LVSD is a common condition, with prevalence increasing with male sex and increasing age. Two thirds of patients with LVSD had undiagnosed heart failure or LVSD and were not taking disease modifying medication. No differences in the prevalence of LVSD were seen between white and non-white patients. Non-white patients, the majority being South Asians in this study, had a significantly higher prevalence of underlying CAD and a trend towards less alcoholic cardiomyopathy as the underlying cause of LVSD. CAD underlies most cases of LVSD, although it may be undiagnosed in 8% of cases.
Thanks to Chris Kinsey for his technical support and help with echocardiography and to Usha Raval for her technical support and expertise and help with myocardial perfusion imaging.
The following General Practices in Harrow kindly agreed to take part in the study: The Stanmore Medical Centre, The Belmont Health Centre, The Headstone Road Medical Centre, The Lanfranc Medical Centre, GP direct, The Enderley Road Medical Centre, and The Pinn Medical Centre.
This study is dedicated to Juliette Tsu, the nurse throughout the study, who passed away before the completion of the manuscript.
This study was funded by the Northwick Park Hospital Cardiac Research Fund and a grant from West London Research Network (WeLReN).
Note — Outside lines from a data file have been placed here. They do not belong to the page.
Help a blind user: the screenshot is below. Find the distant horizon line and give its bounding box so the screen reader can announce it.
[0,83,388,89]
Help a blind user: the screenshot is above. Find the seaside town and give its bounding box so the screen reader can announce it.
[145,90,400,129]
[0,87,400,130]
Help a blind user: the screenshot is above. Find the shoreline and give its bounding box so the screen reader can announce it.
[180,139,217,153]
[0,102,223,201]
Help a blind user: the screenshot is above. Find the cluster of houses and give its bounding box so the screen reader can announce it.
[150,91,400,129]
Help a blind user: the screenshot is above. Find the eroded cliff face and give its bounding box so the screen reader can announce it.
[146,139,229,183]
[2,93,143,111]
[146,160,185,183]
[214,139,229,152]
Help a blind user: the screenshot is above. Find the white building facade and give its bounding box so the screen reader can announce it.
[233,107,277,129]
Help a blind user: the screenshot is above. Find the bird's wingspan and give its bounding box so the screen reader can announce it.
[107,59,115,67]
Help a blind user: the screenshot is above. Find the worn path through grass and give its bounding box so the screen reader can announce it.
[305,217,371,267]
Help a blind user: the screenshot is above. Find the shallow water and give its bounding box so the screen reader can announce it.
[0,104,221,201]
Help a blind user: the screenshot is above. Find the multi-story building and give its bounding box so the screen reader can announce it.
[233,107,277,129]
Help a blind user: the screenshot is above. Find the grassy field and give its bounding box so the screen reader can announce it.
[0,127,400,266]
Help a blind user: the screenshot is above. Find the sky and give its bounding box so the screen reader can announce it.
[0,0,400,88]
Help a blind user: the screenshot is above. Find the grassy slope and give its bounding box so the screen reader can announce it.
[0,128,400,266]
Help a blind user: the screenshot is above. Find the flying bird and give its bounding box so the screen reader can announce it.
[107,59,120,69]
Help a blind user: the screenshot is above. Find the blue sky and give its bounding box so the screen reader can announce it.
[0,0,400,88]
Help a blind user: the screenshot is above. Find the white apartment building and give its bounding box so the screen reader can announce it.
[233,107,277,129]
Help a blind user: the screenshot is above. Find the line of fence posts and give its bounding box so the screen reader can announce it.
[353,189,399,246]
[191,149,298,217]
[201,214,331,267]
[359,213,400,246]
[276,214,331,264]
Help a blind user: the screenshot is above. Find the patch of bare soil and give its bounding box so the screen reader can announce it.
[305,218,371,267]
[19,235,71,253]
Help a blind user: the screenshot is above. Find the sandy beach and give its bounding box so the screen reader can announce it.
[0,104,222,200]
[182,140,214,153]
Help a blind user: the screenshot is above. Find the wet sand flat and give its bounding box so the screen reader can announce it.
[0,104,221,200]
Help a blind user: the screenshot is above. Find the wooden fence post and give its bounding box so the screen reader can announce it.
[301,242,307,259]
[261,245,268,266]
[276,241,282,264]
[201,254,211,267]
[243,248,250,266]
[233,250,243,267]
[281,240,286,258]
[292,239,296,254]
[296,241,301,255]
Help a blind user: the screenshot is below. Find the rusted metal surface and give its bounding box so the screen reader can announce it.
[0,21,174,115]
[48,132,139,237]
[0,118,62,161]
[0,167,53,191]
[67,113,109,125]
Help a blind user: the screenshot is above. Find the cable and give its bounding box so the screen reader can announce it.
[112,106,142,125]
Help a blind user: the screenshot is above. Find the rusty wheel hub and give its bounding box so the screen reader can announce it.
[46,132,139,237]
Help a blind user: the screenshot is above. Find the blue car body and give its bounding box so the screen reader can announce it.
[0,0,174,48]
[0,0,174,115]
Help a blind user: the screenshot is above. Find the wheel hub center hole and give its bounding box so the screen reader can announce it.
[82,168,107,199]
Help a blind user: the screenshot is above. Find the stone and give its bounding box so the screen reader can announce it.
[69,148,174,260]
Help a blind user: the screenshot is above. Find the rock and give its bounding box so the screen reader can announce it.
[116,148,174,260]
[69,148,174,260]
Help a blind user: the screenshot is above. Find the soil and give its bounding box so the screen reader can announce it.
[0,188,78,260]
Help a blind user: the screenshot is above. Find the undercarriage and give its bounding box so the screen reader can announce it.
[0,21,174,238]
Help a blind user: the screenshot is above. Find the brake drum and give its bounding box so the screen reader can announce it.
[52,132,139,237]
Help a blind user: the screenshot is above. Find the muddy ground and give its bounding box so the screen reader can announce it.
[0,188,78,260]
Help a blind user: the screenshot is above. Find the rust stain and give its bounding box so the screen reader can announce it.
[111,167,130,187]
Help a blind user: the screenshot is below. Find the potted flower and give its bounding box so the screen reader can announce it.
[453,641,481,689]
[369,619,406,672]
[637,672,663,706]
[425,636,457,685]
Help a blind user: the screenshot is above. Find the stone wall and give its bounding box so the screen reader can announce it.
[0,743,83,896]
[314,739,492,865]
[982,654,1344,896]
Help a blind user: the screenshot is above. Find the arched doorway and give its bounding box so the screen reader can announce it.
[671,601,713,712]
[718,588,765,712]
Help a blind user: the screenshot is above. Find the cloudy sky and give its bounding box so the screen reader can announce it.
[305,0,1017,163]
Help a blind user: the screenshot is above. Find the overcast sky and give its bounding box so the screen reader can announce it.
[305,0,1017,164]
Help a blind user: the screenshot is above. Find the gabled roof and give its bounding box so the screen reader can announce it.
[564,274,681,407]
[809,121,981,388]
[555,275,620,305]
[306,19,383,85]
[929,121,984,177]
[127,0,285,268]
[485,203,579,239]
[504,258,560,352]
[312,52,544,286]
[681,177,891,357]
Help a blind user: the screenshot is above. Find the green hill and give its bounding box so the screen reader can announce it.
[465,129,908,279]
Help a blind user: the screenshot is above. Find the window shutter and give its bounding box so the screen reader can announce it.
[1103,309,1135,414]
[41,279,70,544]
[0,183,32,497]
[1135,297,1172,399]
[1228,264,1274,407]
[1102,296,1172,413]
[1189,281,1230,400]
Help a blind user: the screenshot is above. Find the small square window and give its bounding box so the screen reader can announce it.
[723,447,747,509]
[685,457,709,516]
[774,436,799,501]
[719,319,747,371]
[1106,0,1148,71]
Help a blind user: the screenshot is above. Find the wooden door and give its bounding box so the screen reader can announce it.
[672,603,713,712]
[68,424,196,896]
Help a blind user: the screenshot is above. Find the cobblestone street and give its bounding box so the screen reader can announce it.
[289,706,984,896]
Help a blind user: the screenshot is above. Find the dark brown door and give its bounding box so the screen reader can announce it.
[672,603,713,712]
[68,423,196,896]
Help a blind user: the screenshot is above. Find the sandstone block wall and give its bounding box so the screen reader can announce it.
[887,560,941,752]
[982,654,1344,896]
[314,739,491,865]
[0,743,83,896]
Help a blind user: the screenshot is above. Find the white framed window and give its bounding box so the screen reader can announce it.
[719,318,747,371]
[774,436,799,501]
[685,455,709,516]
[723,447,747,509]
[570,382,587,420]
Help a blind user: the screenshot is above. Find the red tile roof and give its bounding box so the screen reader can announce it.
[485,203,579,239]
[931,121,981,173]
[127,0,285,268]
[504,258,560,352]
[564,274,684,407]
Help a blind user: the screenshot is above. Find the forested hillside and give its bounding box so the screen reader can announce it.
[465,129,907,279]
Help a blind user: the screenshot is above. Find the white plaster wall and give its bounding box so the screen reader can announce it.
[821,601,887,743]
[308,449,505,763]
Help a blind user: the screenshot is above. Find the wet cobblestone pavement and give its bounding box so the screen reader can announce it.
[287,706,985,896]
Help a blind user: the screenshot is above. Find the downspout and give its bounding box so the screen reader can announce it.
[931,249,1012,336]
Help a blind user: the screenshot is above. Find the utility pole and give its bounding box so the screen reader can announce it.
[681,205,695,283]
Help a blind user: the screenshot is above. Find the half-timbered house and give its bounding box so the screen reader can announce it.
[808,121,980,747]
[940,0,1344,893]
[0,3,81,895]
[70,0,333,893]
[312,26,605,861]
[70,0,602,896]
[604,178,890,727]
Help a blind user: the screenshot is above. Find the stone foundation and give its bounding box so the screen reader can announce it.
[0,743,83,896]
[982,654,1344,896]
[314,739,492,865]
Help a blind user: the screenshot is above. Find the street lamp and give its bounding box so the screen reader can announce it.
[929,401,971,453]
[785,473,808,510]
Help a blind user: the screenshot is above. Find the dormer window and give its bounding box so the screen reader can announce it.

They had no involvement in the study design or data interpretation.
There are no conflicts of interest.
Ethical permission was granted by the Harrow Research Ethics Committee
Authors’ contributions: Gavin Galasko helped design the study, performed most of the echocardiography, analysed and interpreted the data, and wrote the paper. Roxy Senior helped design the study, supervised the echocardiography, and contributed to the writing of the paper. Avijit Lahiri had the initial idea for the study, helped design it, analysed the myocardial perfusion imaging results, and contributed to the writing of the paper.